No point in initializing them to tuples, since you're not going to use 
those.  Besides, in a moment row and column become ints, and this just 
confuses things.  The range() function below builds a temporary list 
which looks just like what you tediously typed in (except it's square 
brackets instead of round).

>> SQUARESIZE = 43
>>
>> grid = []
>> for row in range(10):
>>      row_squares = []
>>      for column in range(20):
>>          rect = Rect(12 + column * SQUARESIZE, 10 + row * SQUARESIZE,
>> SQUARESIZE, SQUARESIZE)
>>          row_squares.append(rect)
>>      grid.append(row_squares)
>>
>> It appears to be working (that is, the program still runs without
>> crashing).

Sorry, but that's no criteria.  Question is whether it's doing what you 
want.  Are the rows 20 across and are there 10 of them?  Do the values 
of each individual rect look right?  print is your friend.

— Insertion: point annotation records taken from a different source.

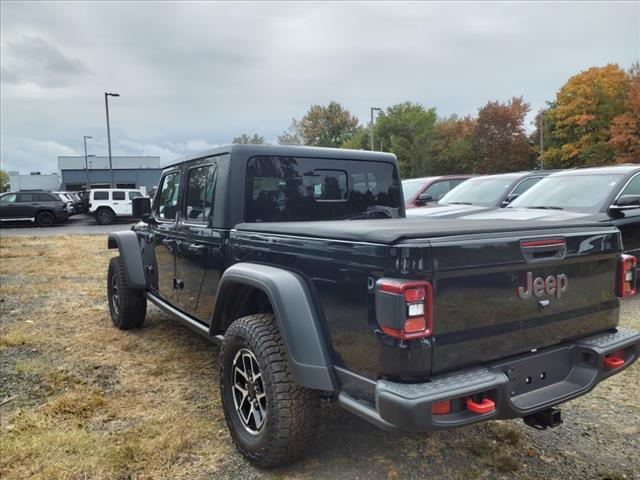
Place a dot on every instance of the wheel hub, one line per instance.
(249, 397)
(115, 296)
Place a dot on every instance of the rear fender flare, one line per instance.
(296, 316)
(129, 247)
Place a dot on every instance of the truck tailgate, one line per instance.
(501, 296)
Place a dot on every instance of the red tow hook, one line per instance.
(613, 361)
(486, 406)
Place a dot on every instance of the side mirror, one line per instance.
(423, 199)
(141, 208)
(626, 202)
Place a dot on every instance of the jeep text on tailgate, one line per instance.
(410, 324)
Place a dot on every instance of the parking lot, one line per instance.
(80, 399)
(80, 224)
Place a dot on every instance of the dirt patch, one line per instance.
(79, 399)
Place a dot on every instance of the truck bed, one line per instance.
(390, 231)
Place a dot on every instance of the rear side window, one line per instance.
(198, 203)
(167, 198)
(633, 187)
(8, 198)
(43, 197)
(281, 189)
(25, 197)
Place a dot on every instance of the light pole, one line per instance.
(106, 107)
(372, 110)
(86, 163)
(541, 139)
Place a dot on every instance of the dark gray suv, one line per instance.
(43, 208)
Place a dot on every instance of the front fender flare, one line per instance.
(296, 315)
(128, 245)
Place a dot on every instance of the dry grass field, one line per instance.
(82, 400)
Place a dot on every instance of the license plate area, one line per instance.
(538, 370)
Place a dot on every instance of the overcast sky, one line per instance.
(194, 75)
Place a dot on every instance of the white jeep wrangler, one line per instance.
(106, 204)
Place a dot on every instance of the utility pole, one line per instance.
(86, 163)
(106, 107)
(541, 139)
(372, 110)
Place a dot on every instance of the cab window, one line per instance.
(525, 185)
(167, 203)
(437, 189)
(198, 203)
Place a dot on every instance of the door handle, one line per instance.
(197, 249)
(170, 243)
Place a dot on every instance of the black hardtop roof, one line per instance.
(390, 231)
(604, 170)
(248, 151)
(515, 175)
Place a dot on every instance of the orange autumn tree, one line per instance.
(582, 115)
(625, 128)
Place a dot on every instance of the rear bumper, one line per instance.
(518, 386)
(61, 215)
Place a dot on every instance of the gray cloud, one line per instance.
(195, 74)
(34, 60)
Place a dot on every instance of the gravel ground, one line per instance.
(79, 399)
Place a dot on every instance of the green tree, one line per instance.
(451, 147)
(405, 129)
(500, 143)
(327, 126)
(582, 117)
(245, 139)
(361, 140)
(5, 184)
(291, 136)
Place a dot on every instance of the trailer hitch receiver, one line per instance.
(548, 418)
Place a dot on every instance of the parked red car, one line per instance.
(421, 192)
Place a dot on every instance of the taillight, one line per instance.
(404, 309)
(627, 276)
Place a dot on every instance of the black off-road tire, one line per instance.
(130, 308)
(45, 219)
(292, 412)
(105, 216)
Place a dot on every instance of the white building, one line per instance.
(128, 172)
(34, 181)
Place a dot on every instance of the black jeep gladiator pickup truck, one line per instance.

>> So now, how can I utilize this new grid list? Thank you for the
>> help so far, I feel like the entire grid is now being worked out.
>> -Andrew
>>

That's a Pygame question, and I told you at the beginning, I can't 
really help with that.  I'd like to learn, but not this week.

Others - can you show some minimal code to use these grid parameters to 
color selected squares of the pygame window?